Quelques jours avant sa mort, elle semblait plus vivante que jamais. Dans son grand appartement haussmannien, empreint de l'odeur capiteuse de son parfum, elle revisitait les souvenirs, compulsait ses albums photo, sans nostalgie. L'étrange compte à rebours ne semblait pas lui peser. "C'est assez curieux, je compte les jours, expliquait-elle simplement. Je ne suis pas encore partie, mais je ne suis plus tout à fait là. Je suis entre deux eaux. C'est comme quitter un rivage. Je n'ai qu'une peur, c'est de ne pas y arriver." Avait-elle des regrets, des doutes parfois ? "Aucun, je suis seule, je veux en finir. On ne peut pas vivre sans amour. Il faut cette chaleur, cette présence, sinon c'est impossible."

Place Gambetta, une indiscrétion a répandu la nouvelle. Un à un, proches et moins proches, voisins, commerçants, amis, sont venus lui faire leurs adieux. "C'est inattendu, je n'avais pas pensé à ça, cela me bouleverse un peu, disait-elle. Les gens me disent : "Mais c'est pas possible de faire une chose pareille, on est là, on vous aime..." Certains sont en larmes, c'est presque à moi de les réconforter." Son médecin traitant passe la voir à plusieurs reprises pour la conjurer de renoncer. Ces bonnes intentions l'exaspéraient. "Je ne suis pas une tête de linotte, je n'ai pas pris cette décision à la légère...", avait-elle coutume de répéter.

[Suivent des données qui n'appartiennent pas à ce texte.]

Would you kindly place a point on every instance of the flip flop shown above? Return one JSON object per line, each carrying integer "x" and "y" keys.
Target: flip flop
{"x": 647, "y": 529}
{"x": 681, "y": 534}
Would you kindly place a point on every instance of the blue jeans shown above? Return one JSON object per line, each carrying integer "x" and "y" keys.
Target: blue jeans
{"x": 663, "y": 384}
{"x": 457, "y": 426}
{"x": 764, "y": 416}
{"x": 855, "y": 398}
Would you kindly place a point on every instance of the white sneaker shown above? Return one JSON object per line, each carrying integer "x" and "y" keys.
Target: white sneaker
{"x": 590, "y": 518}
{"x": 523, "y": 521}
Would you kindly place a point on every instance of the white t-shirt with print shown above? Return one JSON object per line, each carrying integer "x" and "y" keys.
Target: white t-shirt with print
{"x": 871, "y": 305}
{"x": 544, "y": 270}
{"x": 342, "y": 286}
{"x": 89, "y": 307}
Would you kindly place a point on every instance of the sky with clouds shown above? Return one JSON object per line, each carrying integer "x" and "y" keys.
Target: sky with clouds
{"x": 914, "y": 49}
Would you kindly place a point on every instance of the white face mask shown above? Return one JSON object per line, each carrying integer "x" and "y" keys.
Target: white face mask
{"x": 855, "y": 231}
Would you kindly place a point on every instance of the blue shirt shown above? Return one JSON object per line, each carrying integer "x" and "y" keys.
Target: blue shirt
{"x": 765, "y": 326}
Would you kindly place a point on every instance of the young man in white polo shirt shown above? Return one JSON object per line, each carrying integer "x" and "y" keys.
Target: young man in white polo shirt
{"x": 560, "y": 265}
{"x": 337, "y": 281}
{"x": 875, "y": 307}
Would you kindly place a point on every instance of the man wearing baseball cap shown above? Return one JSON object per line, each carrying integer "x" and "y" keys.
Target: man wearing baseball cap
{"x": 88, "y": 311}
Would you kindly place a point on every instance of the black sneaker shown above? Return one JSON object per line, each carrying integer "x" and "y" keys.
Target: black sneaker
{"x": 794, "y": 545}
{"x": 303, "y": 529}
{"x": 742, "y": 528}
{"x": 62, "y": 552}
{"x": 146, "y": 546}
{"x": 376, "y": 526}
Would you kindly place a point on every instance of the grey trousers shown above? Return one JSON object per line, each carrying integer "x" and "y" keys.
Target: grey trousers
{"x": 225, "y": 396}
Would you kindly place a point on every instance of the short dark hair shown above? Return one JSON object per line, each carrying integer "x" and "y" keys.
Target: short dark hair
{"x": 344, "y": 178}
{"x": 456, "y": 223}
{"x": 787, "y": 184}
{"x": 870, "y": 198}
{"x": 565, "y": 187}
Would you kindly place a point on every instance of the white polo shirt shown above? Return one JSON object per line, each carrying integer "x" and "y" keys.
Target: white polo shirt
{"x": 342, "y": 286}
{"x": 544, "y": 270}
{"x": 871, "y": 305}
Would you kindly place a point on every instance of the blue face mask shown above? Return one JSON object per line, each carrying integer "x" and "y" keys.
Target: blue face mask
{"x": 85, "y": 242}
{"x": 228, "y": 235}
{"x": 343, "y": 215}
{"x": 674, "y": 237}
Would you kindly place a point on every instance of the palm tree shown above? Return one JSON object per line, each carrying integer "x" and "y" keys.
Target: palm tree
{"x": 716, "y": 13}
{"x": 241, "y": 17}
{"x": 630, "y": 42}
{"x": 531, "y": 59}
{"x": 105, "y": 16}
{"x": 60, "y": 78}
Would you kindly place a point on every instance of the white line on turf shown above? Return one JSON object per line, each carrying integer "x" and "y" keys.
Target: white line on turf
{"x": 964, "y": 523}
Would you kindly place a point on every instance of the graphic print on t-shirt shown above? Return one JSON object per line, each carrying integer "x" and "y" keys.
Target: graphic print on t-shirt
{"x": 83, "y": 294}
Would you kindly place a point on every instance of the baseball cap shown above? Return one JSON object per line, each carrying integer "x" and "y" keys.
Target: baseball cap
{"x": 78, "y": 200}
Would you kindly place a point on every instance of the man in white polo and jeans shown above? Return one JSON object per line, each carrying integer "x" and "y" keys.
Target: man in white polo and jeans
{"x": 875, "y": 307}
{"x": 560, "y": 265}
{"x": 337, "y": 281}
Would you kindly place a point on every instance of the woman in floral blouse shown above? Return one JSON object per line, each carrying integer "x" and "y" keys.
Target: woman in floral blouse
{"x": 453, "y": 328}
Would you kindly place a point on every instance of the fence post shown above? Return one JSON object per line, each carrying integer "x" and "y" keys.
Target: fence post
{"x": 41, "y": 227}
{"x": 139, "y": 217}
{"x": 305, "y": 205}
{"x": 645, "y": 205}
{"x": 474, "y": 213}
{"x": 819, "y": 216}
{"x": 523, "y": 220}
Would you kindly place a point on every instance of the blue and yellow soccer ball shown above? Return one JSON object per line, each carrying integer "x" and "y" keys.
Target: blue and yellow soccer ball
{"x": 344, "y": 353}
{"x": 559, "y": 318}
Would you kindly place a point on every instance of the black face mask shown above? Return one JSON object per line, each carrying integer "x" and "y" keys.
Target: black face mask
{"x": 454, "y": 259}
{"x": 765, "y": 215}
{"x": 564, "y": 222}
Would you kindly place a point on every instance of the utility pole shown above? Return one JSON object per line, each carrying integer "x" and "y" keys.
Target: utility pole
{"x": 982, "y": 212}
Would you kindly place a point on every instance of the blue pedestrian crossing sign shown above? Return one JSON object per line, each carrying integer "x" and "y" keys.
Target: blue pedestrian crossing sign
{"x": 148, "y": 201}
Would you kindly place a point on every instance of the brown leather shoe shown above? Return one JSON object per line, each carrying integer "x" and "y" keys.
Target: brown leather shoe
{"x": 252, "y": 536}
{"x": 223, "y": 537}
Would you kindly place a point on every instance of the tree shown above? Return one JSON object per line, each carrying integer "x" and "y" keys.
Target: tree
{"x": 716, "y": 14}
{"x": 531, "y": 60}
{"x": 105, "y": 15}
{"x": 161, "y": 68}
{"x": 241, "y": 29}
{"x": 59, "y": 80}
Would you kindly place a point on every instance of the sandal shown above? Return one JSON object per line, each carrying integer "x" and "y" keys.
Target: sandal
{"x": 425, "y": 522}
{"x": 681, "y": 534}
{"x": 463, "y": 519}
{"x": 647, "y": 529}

La démarche de Marguerite Messein dérange. Le vendredi 16 novembre, à l'avant-veille de son départ pour la Suisse, deux policiers sonnent à sa porte. Alertés par voie anonyme de son intention de se donner la mort, ils tentent de la dissuader de partir pour la Suisse. Marguerite plaide de son bon droit. Les policiers repartent, non sans lui avoir mystérieusement soufflé de "faire attention aux contrôles".

La vieille dame panique à l'idée qu'on puisse l'empêcher de quitter le territoire. Deux jours plus tard, elle part comme une voleuse de son domicile, avec Claude Hury qui l'accompagne en voiture. Elle ne retrouve la sérénité que sur les lieux de son enfance, à Thoissey, une petite commune de l'Ain où vivait sa grand-mère, et où les deux femmes ont fait une halte.

Le matin du 20 novembre, date programmée de son décès, elles sont à Zurich, dans un petit hôtel sans cachet. Coup de fil de Dignitas : le bureau fédéral du canton a reçu une lettre de France affirmant que Marguerite était manipulée depuis deux ans et qu'elle n'avait plus toute sa tête. "Elle était très contrariée, raconte aujourd'hui Claude Hury. Elle disait que jusqu'au bout, elle aurait été empêchée dans sa démarche, son désir d'en finir." A 11 heures, un policier et un médecin légiste suisses viennent l'interroger et s'enferment avec elle. Une nouvelle fois, sa conscience et sa détermination sont soupesées. Puis le médecin légiste sort et fait signe à Claude Hury que plus rien ne s'oppose désormais à sa volonté.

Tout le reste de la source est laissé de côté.